3. Given $x\in X$, the map $$\pi: gH\mapsto gx$$ gives a well-defined bijection between the cosets of $H=G/\mathrm{Stab}_{G}(x)$ and the orbit $Gx$.
This bijection is an isomorphism of group actions, since if $H= \Stab_G(x)$, then $k\pi(gH)=kgx=\pi(kgH)$.

If $G$ is finite, the size of each orbit is a divisor of the order of $G$.

Key examples

1. If $G$ is a group, and $H$ is a subgroup, let $X$ be the set of left cosets of $H$ in $G$ (regardless of whether $H$ is normal). Then $G$ acts on $X$ via $g\cdot kH=gkH$. The set $X$ is called a homogeneous space for $G$ and is sometimes written $G/H$ even when $H$ isn’t normal. Property 3 under “formalities” says that every orbit in a group action is isomorphic to a homogeneous space for the group. Notice that if $H$ is the trivial subgroup, then this is the action of $G$ on itself by left multiplication; this is called the (left) regular action.+-
2. If $G$ is a group, then $G$ acts on itself via conjugation: $g\cdot h=ghg^{-1}$. The orbits are called conjugacy classes. The stabilizer of an element $g$ under conjugation is the centralizer $C_{G}(\lbrace g \rbrace)$ and the index of this stabilizer is the size of the conjugacy class of $g$.
3. If $g\in Z(G)$ is an element of the center of $G$, then it forms a one-element conjugacy class and its centralizer is all of $G$.

The class equation

Theorem: Let $G$ be a finite group. Let $G$ act on itself by conjugation, yielding a partition of $G$ into disjoint conjugacy classes $K_1,\ldots, K_g$. Choose a representative $g_{i}$ for each class. Then

$\mid G\mid = \sum_{i=1}^{g}\mid K_i\mid = \sum_{i=1}^{g} [G:C_{G}(g_{i})].$

Grouping the conjugacy classes of size one together, we can rewrite this as

$\mid G\mid = \mid Z(G)\mid + \sum_{\lbrace i : \mid K_{i}\mid>1\rbrace} [G:C_{G}(g_{i})]$

This is called the class equation.

Automorphisms

If $G$ is a group, the automorphism group $\Aut(G)$ of $G$ is the set of isomorphisms $G\to G$, with group operation given by composition of functions.

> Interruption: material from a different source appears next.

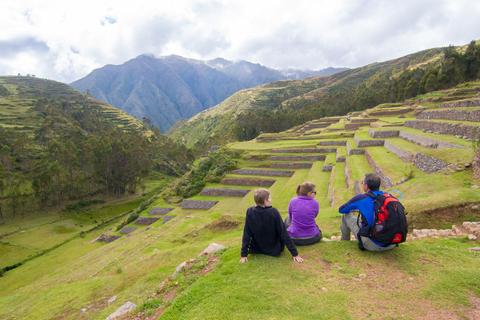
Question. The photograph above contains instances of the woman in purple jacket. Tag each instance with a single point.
(302, 211)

If $G=\Zn{n}$ then $\Aut(G)$ is $(\Zn{n})^{*}$, the multiplicative group of elements mod $n$ that are relatively prime to $n$.

If $G=\Zn{n}^{k}$, then $\Aut(G)$ is $\GL_{n}(\Zn{n})$, the group of $n\times n$ matrices with entries in $\Zn{n}$ that are invertible (meaning their determinant is relatively prime to $n$).

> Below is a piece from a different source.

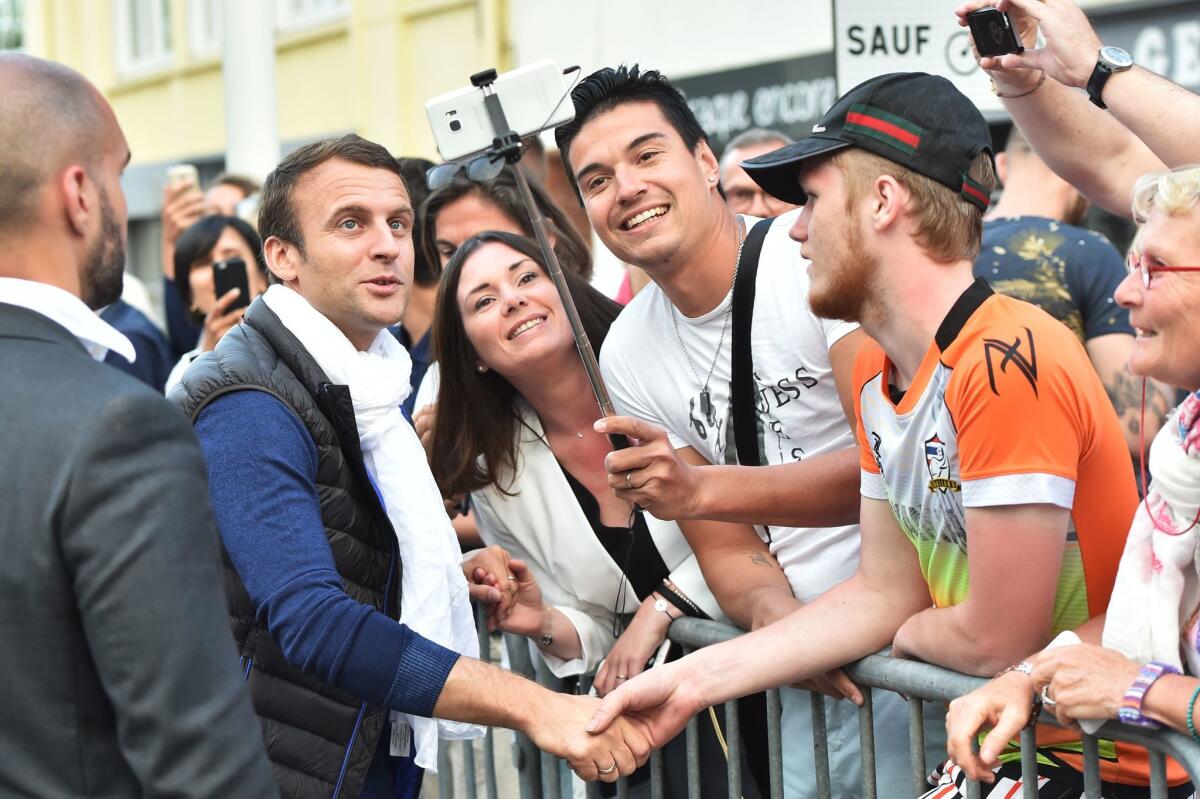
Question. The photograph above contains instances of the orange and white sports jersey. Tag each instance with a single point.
(1006, 409)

For $g\in G$, conjugation by $g$ is an automorphism of $G$. This gives a homomorphism $G\to \Aut(G)$. THe kernel of this map is the center of $G$. The image is called the group of inner automorphisms. The inner automorphisms form a normal subgroup of the automorphism group.

A group $G$ acts on a normal subgroup $H$ by conjugation. The centralizer of $H$ is the kernel of the action. Therefore $G/C_{G}(H)$ is a subgroup of $\Aut(H)$. And $G/Z(G)$ is a subgroup of $\Aut(G)$.

Definition: A subgroup $H$ of $G$ is called characteristic if it is fixed by every automorphism of $G$, not just the inner ones.

Weird fact: Every automorphism of $S_{n}$ is inner, except $S_{6}$ has an outer automorphism.